"Oh,
I look so terrible, Andrew" my mother said, sitting in a
rocking chair in our living room when she was 92 years old. I
forget what made her think to say it and she didn’t look
terrible to me. She looked like my Mother.
The
funny thing is through, when I look back at pieces I did for
television 10 or 20 years ago, I think I look better now than the
way I looked when I was younger. I looked funny and old-fashioned
way back. What make me think my hair looked good that way?
Through
the years my hair turned gray and the lines in my face got deeper.
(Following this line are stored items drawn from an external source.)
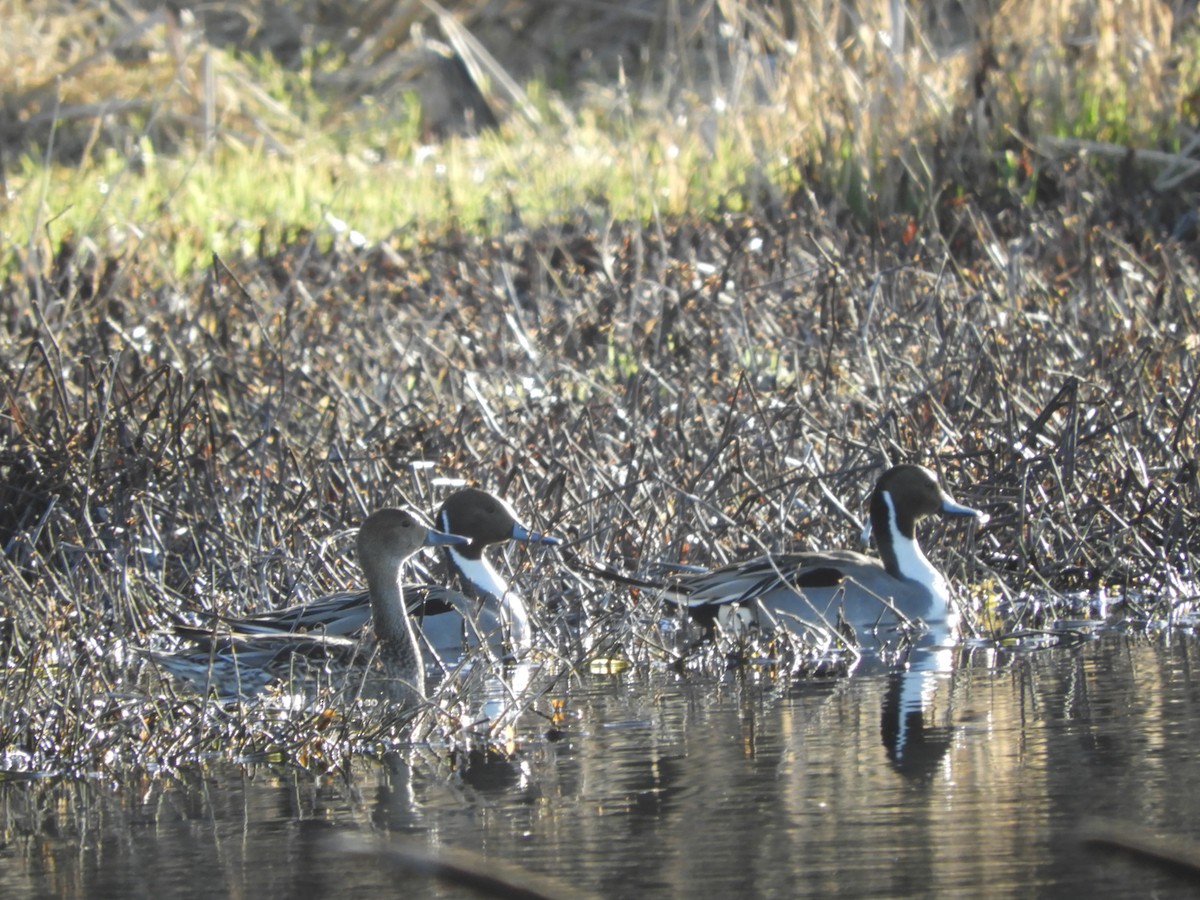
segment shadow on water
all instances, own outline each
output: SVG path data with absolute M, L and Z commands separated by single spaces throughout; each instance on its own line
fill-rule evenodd
M 489 893 L 1188 896 L 1079 828 L 1200 836 L 1198 660 L 1110 635 L 786 690 L 626 673 L 571 687 L 565 738 L 530 727 L 512 758 L 8 782 L 0 895 L 479 896 L 474 868 Z

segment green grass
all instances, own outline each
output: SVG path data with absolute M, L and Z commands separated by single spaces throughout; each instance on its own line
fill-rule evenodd
M 623 148 L 597 128 L 553 131 L 508 129 L 384 160 L 322 138 L 292 156 L 228 146 L 167 156 L 146 147 L 133 158 L 109 150 L 65 166 L 26 155 L 8 176 L 0 216 L 5 264 L 31 242 L 53 252 L 90 241 L 101 256 L 146 245 L 151 257 L 169 259 L 164 275 L 180 277 L 213 252 L 252 255 L 264 236 L 271 246 L 297 230 L 330 238 L 331 217 L 369 242 L 404 244 L 448 226 L 502 233 L 514 213 L 537 226 L 576 209 L 648 220 L 750 203 L 745 173 L 758 163 L 739 158 L 732 140 L 710 155 L 681 133 L 647 130 Z
M 845 26 L 837 10 L 791 43 L 742 11 L 750 43 L 700 29 L 693 44 L 654 48 L 664 62 L 684 60 L 677 81 L 651 59 L 637 78 L 576 82 L 563 94 L 549 87 L 563 83 L 561 71 L 538 77 L 534 66 L 524 90 L 536 124 L 508 104 L 498 131 L 427 146 L 421 100 L 403 83 L 379 96 L 328 87 L 353 81 L 331 81 L 352 66 L 352 48 L 328 35 L 284 67 L 261 46 L 202 41 L 176 60 L 159 26 L 134 44 L 145 59 L 121 63 L 95 55 L 124 34 L 96 27 L 98 9 L 99 0 L 64 4 L 34 20 L 25 4 L 0 3 L 14 36 L 67 48 L 0 48 L 14 121 L 41 116 L 6 154 L 4 271 L 20 260 L 44 265 L 69 241 L 101 256 L 136 247 L 164 277 L 180 277 L 213 252 L 252 254 L 264 238 L 332 239 L 330 217 L 368 241 L 404 243 L 447 229 L 536 227 L 579 210 L 641 222 L 746 210 L 801 186 L 862 222 L 921 217 L 948 190 L 1011 190 L 1024 168 L 1011 159 L 1014 137 L 1035 154 L 1042 135 L 1177 146 L 1200 88 L 1195 34 L 1166 34 L 1117 2 L 1090 20 L 1002 12 L 980 30 L 1005 42 L 965 42 L 955 53 L 931 49 L 939 35 L 913 23 L 899 68 L 878 37 L 886 4 L 859 10 L 862 28 L 841 43 L 829 39 Z M 1067 33 L 1074 43 L 1062 46 Z M 1099 37 L 1089 43 L 1089 34 Z M 206 117 L 215 131 L 200 124 Z

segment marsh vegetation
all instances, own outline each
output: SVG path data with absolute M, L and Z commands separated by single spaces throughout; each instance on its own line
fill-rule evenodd
M 438 58 L 499 124 L 432 143 L 417 6 L 294 4 L 289 54 L 265 18 L 0 3 L 5 769 L 324 771 L 402 740 L 336 701 L 211 703 L 138 649 L 356 583 L 354 526 L 458 481 L 567 539 L 506 562 L 584 623 L 547 630 L 544 730 L 593 665 L 837 670 L 666 646 L 593 570 L 848 545 L 894 462 L 992 516 L 928 535 L 971 638 L 1192 627 L 1187 19 L 632 4 L 585 52 L 530 3 L 507 27 L 559 55 L 509 83 L 515 53 L 470 77 L 504 22 L 465 3 Z M 645 48 L 601 40 L 630 21 Z M 510 746 L 436 721 L 447 753 Z

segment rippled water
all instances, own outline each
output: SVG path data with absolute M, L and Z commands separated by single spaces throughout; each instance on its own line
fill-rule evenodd
M 1114 635 L 787 691 L 596 676 L 566 695 L 563 740 L 533 732 L 465 774 L 5 784 L 0 896 L 467 896 L 347 854 L 344 833 L 607 897 L 1191 896 L 1079 827 L 1200 838 L 1197 647 Z

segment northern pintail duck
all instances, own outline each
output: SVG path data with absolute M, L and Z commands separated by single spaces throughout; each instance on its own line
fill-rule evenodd
M 478 488 L 455 491 L 437 514 L 441 529 L 466 538 L 446 546 L 449 568 L 463 590 L 442 585 L 405 585 L 409 615 L 421 626 L 422 644 L 441 659 L 461 654 L 465 647 L 486 643 L 499 649 L 505 640 L 520 655 L 532 643 L 529 611 L 521 595 L 484 556 L 492 544 L 505 541 L 554 545 L 559 539 L 526 527 L 506 502 Z M 370 618 L 367 592 L 331 594 L 257 616 L 227 620 L 245 632 L 307 632 L 352 635 Z
M 427 527 L 413 513 L 380 509 L 358 531 L 358 559 L 367 580 L 367 609 L 375 626 L 378 658 L 393 700 L 424 697 L 420 645 L 404 598 L 405 561 L 422 547 L 466 546 L 469 539 Z M 180 629 L 196 645 L 179 653 L 153 653 L 165 669 L 219 696 L 249 695 L 294 668 L 297 661 L 355 657 L 358 642 L 342 637 L 286 632 L 247 633 Z
M 731 622 L 735 608 L 760 623 L 780 613 L 820 625 L 836 625 L 840 613 L 855 629 L 895 623 L 895 613 L 943 623 L 951 614 L 950 592 L 921 551 L 916 532 L 917 522 L 935 513 L 988 518 L 955 502 L 929 469 L 894 466 L 875 484 L 864 531 L 864 541 L 874 533 L 879 558 L 853 550 L 759 556 L 681 576 L 665 595 L 693 617 L 723 624 Z

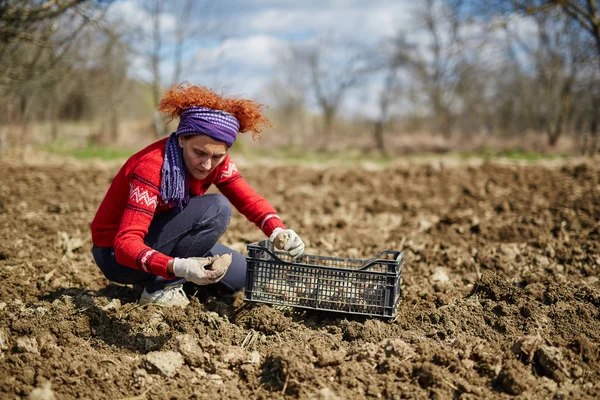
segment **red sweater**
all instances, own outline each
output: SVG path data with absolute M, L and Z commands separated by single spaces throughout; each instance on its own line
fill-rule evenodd
M 154 215 L 172 208 L 160 197 L 166 141 L 159 140 L 127 160 L 108 188 L 91 229 L 92 242 L 100 247 L 114 247 L 120 264 L 173 278 L 167 273 L 167 263 L 173 257 L 144 243 Z M 267 236 L 277 227 L 284 228 L 277 211 L 248 185 L 229 155 L 205 179 L 188 175 L 188 182 L 190 197 L 203 195 L 215 184 Z

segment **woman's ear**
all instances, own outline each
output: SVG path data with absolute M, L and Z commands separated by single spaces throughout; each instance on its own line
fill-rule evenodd
M 178 136 L 177 142 L 179 143 L 179 147 L 183 149 L 183 136 Z

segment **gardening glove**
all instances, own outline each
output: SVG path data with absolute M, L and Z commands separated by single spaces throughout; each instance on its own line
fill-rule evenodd
M 304 242 L 291 229 L 275 228 L 269 240 L 279 250 L 285 250 L 290 253 L 294 259 L 304 254 Z
M 175 276 L 185 278 L 188 282 L 193 282 L 196 285 L 204 286 L 219 282 L 225 272 L 229 268 L 227 265 L 220 265 L 216 269 L 211 269 L 213 262 L 219 256 L 213 257 L 190 257 L 190 258 L 175 258 L 173 260 L 173 273 Z

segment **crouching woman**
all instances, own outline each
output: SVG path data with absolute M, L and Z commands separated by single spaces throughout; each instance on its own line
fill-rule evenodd
M 228 154 L 238 133 L 251 131 L 256 138 L 268 124 L 261 105 L 182 84 L 165 94 L 159 110 L 179 118 L 177 131 L 125 162 L 92 221 L 92 254 L 104 275 L 142 285 L 140 304 L 185 306 L 186 281 L 242 289 L 245 257 L 218 243 L 231 205 L 276 247 L 302 255 L 302 239 L 285 228 Z M 205 194 L 212 185 L 222 194 Z M 211 268 L 225 254 L 231 263 Z

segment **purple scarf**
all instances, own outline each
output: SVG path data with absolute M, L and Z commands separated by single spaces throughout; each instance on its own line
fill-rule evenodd
M 225 111 L 206 107 L 185 109 L 179 117 L 177 131 L 171 133 L 165 147 L 160 185 L 163 201 L 181 211 L 190 200 L 183 150 L 177 139 L 179 136 L 207 135 L 231 147 L 239 129 L 238 120 Z

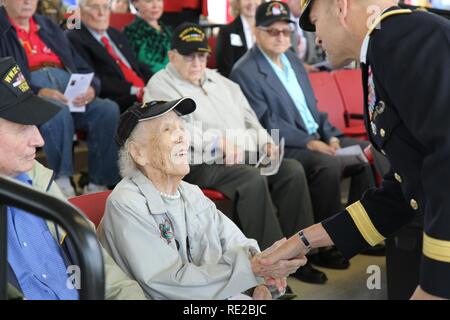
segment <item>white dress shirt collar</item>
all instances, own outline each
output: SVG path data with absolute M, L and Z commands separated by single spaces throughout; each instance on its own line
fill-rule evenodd
M 252 26 L 248 23 L 243 15 L 241 15 L 242 26 L 244 27 L 245 43 L 247 50 L 250 50 L 255 44 L 255 37 L 253 35 Z

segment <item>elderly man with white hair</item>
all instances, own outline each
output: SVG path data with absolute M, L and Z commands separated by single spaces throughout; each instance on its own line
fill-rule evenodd
M 123 180 L 108 198 L 100 241 L 154 299 L 226 299 L 252 287 L 253 298 L 270 299 L 260 277 L 283 291 L 284 277 L 306 260 L 262 269 L 256 241 L 197 186 L 182 181 L 189 173 L 189 141 L 179 115 L 195 107 L 188 98 L 152 101 L 121 116 Z
M 81 26 L 67 37 L 100 78 L 100 97 L 114 100 L 123 112 L 142 100 L 151 72 L 137 61 L 127 38 L 110 27 L 111 0 L 79 0 L 78 6 Z

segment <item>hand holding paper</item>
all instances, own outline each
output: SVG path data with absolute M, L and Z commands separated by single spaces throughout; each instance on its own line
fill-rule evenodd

Inevitably, you get thinking about what you could do to look
better, not so old. [...] There isn’t a person alive 60 years
old who hasn’t considered the possibility that he or she could
use a little surgical help. I suppose I’d look better and
younger. I could dye my hair dark brown, too.
The
sad fact is, bad as we all look, if we look our age, we look
better than if we try to do anything more about it than combing
our hair and dressing neatly. I’ll give women a little makeup
and a hairdo.
I
look at all the people I know or whom I’ve seen on television
who have had cosmetic surgery and I know a surgeon working on
wrinkles doesn’t make you live any longer and I have yet to see
anyone I thought looked better because of it. They look different
and sometimes even younger but they seldom look better and they
never look like themselves again. There is a strangeness about
them that never goes away. They are just a tiny bit someone you
don’t know.
When
I look at myself on television these days and get thinking I look
terrible, I think of my mother and take comfort from the fact that
I may look terrible but at least I look like myself.